Slaw readers may have seen the article in the Tuesday Globe and Mail pointing out that Toronto art dealer Lynda M. Shearer holds a trade mark in the phrases “painters eleven” and “painters 11” set to be registered today. The phrase, however spelled, has been used to describe the group of artists that included Harold Town and Jack Bush ever since it was formed in 1954. (The first Globe and Mail reference I could find was on February 13, 1954: “Abstract art claims major attention in the Toronto art scene this weekend, and a new group of abstractionists called Painters Eleven enters the field” etc.) Now, however, Shearer and her husband business partner, are said in the Globe story to have told Iris Nowell, Harold Town’s companion, that her forthcoming book, Painters Eleven: The Wild Ones of Canadian Art, is in violation of their mark.

I don’t know enough about trade marks to know whether and when it’s possible for entrepreneurs to cloak themselves in a word or phrase that until then was fairly common coin such that it can become their trade mark, and I would be interested to learn what our IP experts out there think about this. It would be curious if one could simply appropriate terms like “cubist” or “kitchen sink school” or “angry young men” that have been applied to groups of artists of one sort or another. It might make sense if one had a more-or-less exclusive right to deal in the group’s output, but that’s not the case with the Shearers.

Comments

  1. As the Globe article points out, it’s possible that it could be attacked as not being distinctive. The trade-marks examiners only look at existing registered marks, and will reject an application if it is confusing with an existing registered mark. Its possible to obtain a registration, but then later lose it if someone can show it is confusing with a pre-existing unregistered trade-mark, or a trade-name. The simplest way for someone to do that is to oppose it within the 60 day publication period, but it is also possible to attack it later in court.

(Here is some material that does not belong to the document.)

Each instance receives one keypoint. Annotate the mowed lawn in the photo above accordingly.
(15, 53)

  2. I’m standing by with my “School of Hard Knocks” application if that one goes through. ;-)

  3. The Trade-marks Act provides that a trade mark may be declared to be invalid, pursuant to s. 18, if it was not registrable at the date of registration, or if the trade mark is not distinctive at the time proceedings bringing the validity of the registration into question are commenced.

    A brief internet search revealed a Canadian Encyclopedia entry, a Wikipedia listing, and a Centre for Canadian Contemporary Art listing for Painters Eleven. I would argue that the trade mark PAINTERS ELEVEN / PAINTERS 11 is clearly descriptive, when considered in the context of the art-related wares and services, of art created by the “Painters Eleven”, and if it is not, then the mark is misdescriptive.

    As a previous poster noted, I also agree that a distinctiveness argument could also be made.

    Given the information I found on the internet, I am surprised that the marks were successfully registered. Now that they are registered, an argument could be made that the marks are vulnerable to expungement. It’s an interesting issue.

    I will watch this one closely if it ever gets to court.

  4. I agree that the mark is clearly invalid as not distinctive and in the language of the Act, descriptive or deceptively misdescriptive. To use an old law Latin term, it’s bogus.

    I suppose someone could call the registrants’ bluff and let them sue, then defend by attacking the mark. But would the ensuing costs award actually defray all the expenses of the litigation? I don’t know if Federal Court has a ‘full indemnity’ costs award available – punitive damages would be appropriate here.

  5. Isn’t another issue here the use of trademark?

    If the book is about painters eleven and doesn’t claim to one of their works, the book would be no more a violation of trademark than a blog post titled Canadian Art Group doesn’t seem to understand intellectual property law.

  6. The Globe and Mail is reporting now (evening, March 24) that the Shearers are prepared to drop the trademark idea. John Shearer says they’re “willing to transfer the trademarks ‘Painters Eleven’ and ‘Painters 11′ to a Canadian public cultural institution at our expense and without restrictions. This would ensure no one else would apply in the future to use the trademarks … in a commercial manner.”